I’ve got to give you a couple fair warnings about this recipe, though.
- First, make sure to use fresh baking soda. My first run at these biscuits turned out gummy…not flaky at all. Coincidentally that night an Instagrammer posted about having a similar problem with baked goods until she bought new baking soda. So I did the same thing, and my next batch of biscuits was much better. Here’s how to test if your baking soda is still good.
- Also, I’m in love with Otto’s Cassava Flour, but I’ve noticed that it seems to need more moisture than wheat flour. The folks behind Otto’s Cassava Flour explained to me that cassava flour settles very quickly, so it’s a bit more dense cup by cup. They suggest using a kitchen scale to get the most exact measurements…but I don’t have one. At any rate, I thought I’d point it out. The dough will be somewhat dry, but if it’s not staying together at all when you’re trying to roll it out, add a tablespoon of coconut milk at a time until it stays together reasonably well.
- Once you make these biscuits, they’re best enjoyed warm. I thought I screwed the recipe up once again the last time I made them because the day after they were crumbly. But I popped one in the microwave for 10-15 seconds and it once again had that soft and flaky texture that makes biscuits awesome. Oh, and the maple butter is a must when eating these. Trust me.
- I used butter when making these, but you can sub in vegetable shortening or you can even try cold ghee. I did try a small batch using cold ghee and couldn’t tell much of a difference!
The final word from me…I think these biscuits are pretty awesome, but it’s admittedly been years since I’ve had the real deal. So I can’t say they’re exactly like their gluten-filled counterparts. If you give them a try, please tell me what you think in the comments!Print
Gluten free & paleo-friendly maple bacon sweet potato biscuits – plus maple ghee for buttering up your hot biscuits.
- 4 slices thick cut bacon
- 2 tablespoons pure maple syrup
- 2 1/4 cups cassava flour
- 1 Tb homemade paleo baking powder or store-bought grain free baking powder
- 1/2 tsp baking soda
- 1 teaspoon salt
- 2 tablespoons coconut sugar
- 6 tablespoons unsalted butter, cut into small cubes and chilled OR vegetable shortening, chilled
- 1 cup mashed cooked sweet potato, chilled
- 1/2 cup + 2 Tbsp coconut milk or almond milk
For the Maple Bacon
- Preheat oven to 375 degrees. Place a wire rack on a foil-lined rimmed baking sheet. Lay the bacon strips flat on the rack and brush with about half of the maple syrup. Bake for 10 minutes.
- Remove from the oven, flip bacon, and brush with the remaining maple syrup. Return to the oven and bake for 10 minutes or until the bacon is brown and crisp.
- Remove from the oven. Let cool for a few minutes, then chop. Chill until ready to use.
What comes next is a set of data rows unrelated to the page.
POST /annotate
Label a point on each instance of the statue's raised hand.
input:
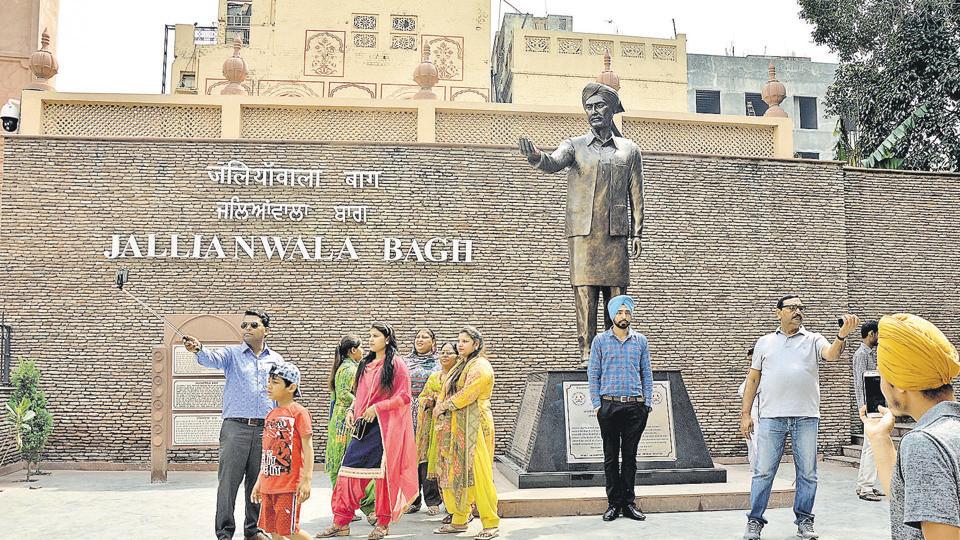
(529, 150)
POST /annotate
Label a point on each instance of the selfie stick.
(123, 275)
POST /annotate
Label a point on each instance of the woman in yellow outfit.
(465, 443)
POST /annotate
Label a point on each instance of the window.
(238, 20)
(754, 104)
(405, 23)
(708, 101)
(188, 79)
(364, 21)
(808, 112)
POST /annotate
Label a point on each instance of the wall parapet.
(329, 119)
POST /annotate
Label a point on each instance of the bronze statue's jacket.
(622, 171)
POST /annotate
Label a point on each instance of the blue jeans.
(771, 438)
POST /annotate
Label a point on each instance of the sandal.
(333, 531)
(488, 534)
(378, 533)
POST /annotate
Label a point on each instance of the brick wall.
(723, 238)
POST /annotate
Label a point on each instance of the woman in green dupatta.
(342, 374)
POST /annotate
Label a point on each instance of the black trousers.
(239, 462)
(621, 425)
(431, 490)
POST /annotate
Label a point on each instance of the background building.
(542, 60)
(731, 85)
(24, 21)
(358, 49)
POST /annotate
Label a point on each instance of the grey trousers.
(240, 448)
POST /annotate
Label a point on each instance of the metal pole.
(166, 39)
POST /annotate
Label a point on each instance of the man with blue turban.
(621, 390)
(604, 206)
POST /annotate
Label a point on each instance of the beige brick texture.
(723, 239)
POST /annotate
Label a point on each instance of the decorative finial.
(43, 65)
(773, 93)
(607, 76)
(426, 75)
(235, 70)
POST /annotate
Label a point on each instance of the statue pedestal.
(556, 440)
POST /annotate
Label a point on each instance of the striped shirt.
(245, 390)
(620, 368)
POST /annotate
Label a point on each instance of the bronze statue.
(604, 180)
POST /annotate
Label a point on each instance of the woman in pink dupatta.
(383, 447)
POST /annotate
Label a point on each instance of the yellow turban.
(913, 354)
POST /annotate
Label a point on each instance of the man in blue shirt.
(621, 389)
(245, 405)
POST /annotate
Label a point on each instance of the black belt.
(248, 421)
(624, 399)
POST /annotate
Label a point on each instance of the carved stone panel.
(324, 53)
(446, 52)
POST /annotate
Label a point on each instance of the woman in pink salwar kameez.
(383, 447)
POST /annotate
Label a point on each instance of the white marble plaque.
(185, 362)
(528, 418)
(196, 429)
(198, 394)
(584, 443)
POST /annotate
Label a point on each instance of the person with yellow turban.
(917, 364)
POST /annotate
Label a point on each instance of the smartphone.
(871, 392)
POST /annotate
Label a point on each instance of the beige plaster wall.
(551, 67)
(24, 21)
(314, 49)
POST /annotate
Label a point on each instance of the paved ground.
(113, 505)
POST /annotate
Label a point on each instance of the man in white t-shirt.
(789, 403)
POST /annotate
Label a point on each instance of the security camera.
(10, 115)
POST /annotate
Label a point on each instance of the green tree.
(895, 57)
(26, 387)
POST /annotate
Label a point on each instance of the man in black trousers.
(621, 389)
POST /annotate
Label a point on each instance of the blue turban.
(616, 302)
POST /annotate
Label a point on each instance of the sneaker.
(805, 530)
(754, 526)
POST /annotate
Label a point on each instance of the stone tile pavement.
(113, 505)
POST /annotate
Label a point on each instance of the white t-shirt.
(789, 373)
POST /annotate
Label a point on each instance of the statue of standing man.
(604, 207)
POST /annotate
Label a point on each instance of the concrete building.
(542, 60)
(731, 85)
(24, 22)
(362, 49)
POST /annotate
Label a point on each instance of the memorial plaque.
(584, 443)
(658, 442)
(185, 362)
(196, 429)
(528, 417)
(198, 395)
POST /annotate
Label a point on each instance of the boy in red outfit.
(286, 469)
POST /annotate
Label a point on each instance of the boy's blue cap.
(288, 372)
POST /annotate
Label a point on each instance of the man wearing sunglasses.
(788, 361)
(245, 405)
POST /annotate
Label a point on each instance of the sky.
(117, 45)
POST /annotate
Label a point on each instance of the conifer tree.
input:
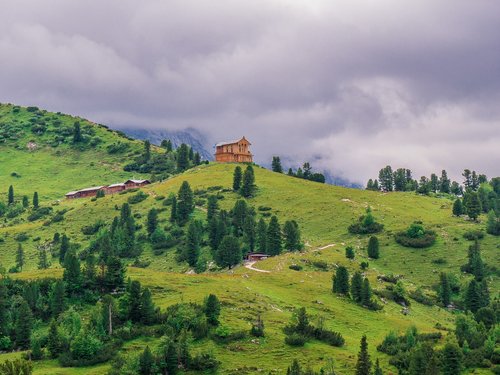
(19, 257)
(24, 325)
(57, 300)
(212, 309)
(452, 359)
(193, 241)
(291, 234)
(276, 165)
(64, 248)
(248, 183)
(148, 310)
(444, 289)
(373, 248)
(212, 206)
(237, 177)
(185, 203)
(152, 221)
(10, 198)
(364, 364)
(356, 287)
(262, 235)
(273, 241)
(341, 281)
(35, 200)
For the Sweet Potato Biscuits
- Increase the oven temperature to 425 degrees. Line a baking sheet with parchment paper or a silicone baking mat.
- In a large bowl, sift together cassava flour, baking powder, baking soda, salt, and coconut sugar. Add chilled butter cubes OR chilled palm shortening and cut into dry ingredients using a pastry blender or two knives until pea-sized pieces of butter remain. Add crumbled maple bacon.
- In a small bowl, mix together mashed sweet potato and coconut milk. Pour into the butter and flour mixture, tossing with a fork just to combine – don’t overmix! The mixture should be fairly dry.
- Turn the dough out onto a lightly-floured surface and gently knead a few times until the dough comes together.
- With your hands or a rolling pin, gently roll or pat the dough into an inch-thick rectangle. Fold the dough in thirds (like folding a letter). Repeat the folding process.
- Roll or pat the dough into a rectangle 3/4-inch thick. Using a round biscuit cutter or a glass with vertical sides, cut biscuits by pressing down in a single motion. To prevent sticking, you may need to dip the cutter or glass in flour. Gently press together dough scraps and cut biscuits until no scraps remain. Transfer biscuits to the prepared baking sheet and chill for 10 minutes.
- Bake for 15-18 minutes until the tops of the biscuits are a light golden brown. Remove from the oven and let stand about 3 minutes, then transfer to wire racks to cool. Serve warm with a smear of maple ghee.
To make maple ghee (or maple butter), mix 1/2 cup of room temperature ghee (or butter) with 2-3 Tbsp maple syrup.
I recommend always serving the biscuits warm – they are dry when room temperature. You can pop them in the microwave for 10 seconds or put them in a warm oven for a minute or two to heat them up.